Kde…

duplicate file check

I just wrote this procedure below that does duplicate file (dataset, i should say) check.

Let’s say, you have a system where your clients/users have rights to write straight to your “staging” or “landing” tables. You have a system where multiple users are feeding multiple files everyday. You have a requirement to check whether users are sending duplicate files into your system intentionally or unintentionally. You could probably find a million ways of doing a duplicate file check. I just wrote a simple stored procedure that does that for me. Let’s have a look at it. \


create or replace PROCEDURE clob_to_hash IS
 i number(5);
 mychar VARCHAR2(4000);
 myclob CLOB;
 myraw raw(2000);
 rec_cnt NUMBER(2);
 CURSOR mycur1 IS
  SELECT column_name AS
  field_name
  FROM sys.all_tab_cols
  WHERE owner = 'SCOTT'
  AND TABLE_NAME = 'EMP'
  ORDER BY column_id;
 mycur mycur1%ROWTYPE;
 col_names VARCHAR2(4000);
 mysqlstr varchar2(4000);
BEGIN
 i:=0;
 OPEN mycur1;
 LOOP
  FETCH mycur1 INTO mycur;
  EXIT WHEN mycur1%NOTFOUND;
  IF i = 0 THEN
   col_names := mycur.field_name;
  ELSE
   col_names := col_names || ',' || mycur.field_name;
  end if;
 i:=i+1;
 END LOOP;
 close mycur1;
 mysqlstr := 'SELECT xmlagg(xmlelement("emp",' || col_names || ')).getclobval() FROM scott.emp';
 execute immediate mysqlstr INTO myclob;
 myraw := dbms_crypto.hash(src => myclob, typ => dbms_crypto.hash_md5);
 mychar := rawtohex(myraw);
 SELECT COUNT(*) INTO rec_cnt FROM hashtest WHERE mchar = mychar;
 IF rec_cnt = 0 THEN
  INSERT INTO hashtest VALUES(mychar);
 ELSE
  INSERT INTO hashtest VALUES('duplicate data set');
 END IF;
 COMMIT;
END;

This procedure creates a list of column names of ‘emp’ table from sys.all_tab_cols in order they were created. It builds a clob of xml data out of the emp table and create an MD5 key for that clob. It converts the ‘raw’ value returned by DBMS_CRYPTO.HASH function to a ‘hex’ value. After that it tries to find a row in the “hashtest” table to see if the same ‘hash’ key exists. If it finds duplicate records, it write ‘duplicate data set’ in the hashtest table. otherwise it writes the ‘hex’ value generated from the ‘hash’ value which was returned in ‘raw’ format by DBMS_CRYPTO.HASH function.

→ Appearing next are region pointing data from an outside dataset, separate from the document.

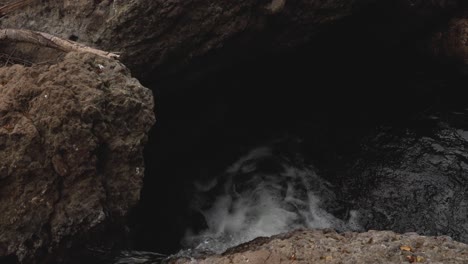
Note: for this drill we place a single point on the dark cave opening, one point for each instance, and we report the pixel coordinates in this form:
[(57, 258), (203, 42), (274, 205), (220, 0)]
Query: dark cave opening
[(331, 92)]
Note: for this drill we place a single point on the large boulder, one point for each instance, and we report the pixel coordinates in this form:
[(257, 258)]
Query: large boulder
[(327, 246), (161, 36), (71, 139)]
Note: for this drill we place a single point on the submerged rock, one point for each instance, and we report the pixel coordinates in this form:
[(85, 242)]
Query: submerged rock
[(414, 180), (328, 246), (71, 162)]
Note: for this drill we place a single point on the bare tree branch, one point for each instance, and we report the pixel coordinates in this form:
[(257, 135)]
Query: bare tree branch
[(14, 6)]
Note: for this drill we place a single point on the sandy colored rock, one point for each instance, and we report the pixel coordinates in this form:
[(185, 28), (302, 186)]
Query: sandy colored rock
[(71, 141), (327, 246), (157, 37)]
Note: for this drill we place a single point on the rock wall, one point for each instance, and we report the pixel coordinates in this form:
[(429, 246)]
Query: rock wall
[(327, 246), (71, 142), (159, 37)]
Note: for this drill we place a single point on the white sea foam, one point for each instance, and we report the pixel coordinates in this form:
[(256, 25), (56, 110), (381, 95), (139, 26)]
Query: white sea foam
[(252, 200)]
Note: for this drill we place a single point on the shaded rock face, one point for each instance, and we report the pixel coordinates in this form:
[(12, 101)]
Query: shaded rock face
[(71, 142), (327, 246), (414, 181), (452, 41), (161, 37)]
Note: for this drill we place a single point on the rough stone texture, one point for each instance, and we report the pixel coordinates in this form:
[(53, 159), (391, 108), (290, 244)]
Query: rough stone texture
[(452, 41), (71, 141), (161, 36), (407, 180), (327, 246)]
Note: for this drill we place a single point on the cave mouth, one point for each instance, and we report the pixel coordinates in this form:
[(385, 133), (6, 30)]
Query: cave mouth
[(330, 93)]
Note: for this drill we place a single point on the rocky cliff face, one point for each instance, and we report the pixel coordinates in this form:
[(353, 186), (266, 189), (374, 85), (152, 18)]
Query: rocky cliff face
[(161, 37), (71, 141), (327, 246), (72, 129)]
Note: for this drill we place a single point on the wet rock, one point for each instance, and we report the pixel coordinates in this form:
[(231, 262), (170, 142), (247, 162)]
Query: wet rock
[(71, 162), (451, 42), (327, 246), (164, 36), (408, 181)]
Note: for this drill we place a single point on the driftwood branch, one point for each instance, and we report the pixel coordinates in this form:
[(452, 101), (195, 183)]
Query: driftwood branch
[(51, 41)]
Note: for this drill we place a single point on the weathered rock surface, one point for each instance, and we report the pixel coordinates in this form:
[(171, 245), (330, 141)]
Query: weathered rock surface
[(327, 246), (71, 141), (415, 180), (163, 36), (452, 41)]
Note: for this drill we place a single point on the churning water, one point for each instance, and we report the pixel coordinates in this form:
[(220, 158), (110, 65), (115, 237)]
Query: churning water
[(263, 194)]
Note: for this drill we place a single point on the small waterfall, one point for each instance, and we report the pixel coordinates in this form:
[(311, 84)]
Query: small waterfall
[(263, 194)]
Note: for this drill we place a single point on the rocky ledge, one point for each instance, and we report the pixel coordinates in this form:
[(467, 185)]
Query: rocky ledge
[(71, 163)]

SQL> truncate table hashtest;

Table truncated.

SQL> exec clob_to_hash;

PL/SQL procedure successfully completed.

SQL> desc hashtest;

Name                                      Null?    Type
----------------------------------------- -------- ----------------------------
MCHAR                                              VARCHAR2(255)

SQL> select * from hashtest;

MCHAR
--------------------------------------------------------------------------------
4FCD4351B718B46FC8DCE7BA01B3F910

SQL> exec clob_to_hash;

PL/SQL procedure successfully completed.

SQL> select * from hashtest;

MCHAR
--------------------------------------------------------------------------------
17A6E53EA979BFB0E67CCE2E5BDDB769
duplicate data set

SQL> update scott.emp set sal=sal+100 where empno=7844;

1 rows updated.

SQL> commit;

Commit complete

SQL> exec clob_to_hash;

PL/SQL procedure successfully completed.

SQL> select * from hashtest;

MCHAR
--------------------------------------------------------------------------------
17A6E53EA979BFB0E67CCE2E5BDDB769
duplicate data set
4FCD4351B718B46FC8DCE7BA01B3F910

That’s it!!! With a little modification, you could pretty much use this to compare any two datasets.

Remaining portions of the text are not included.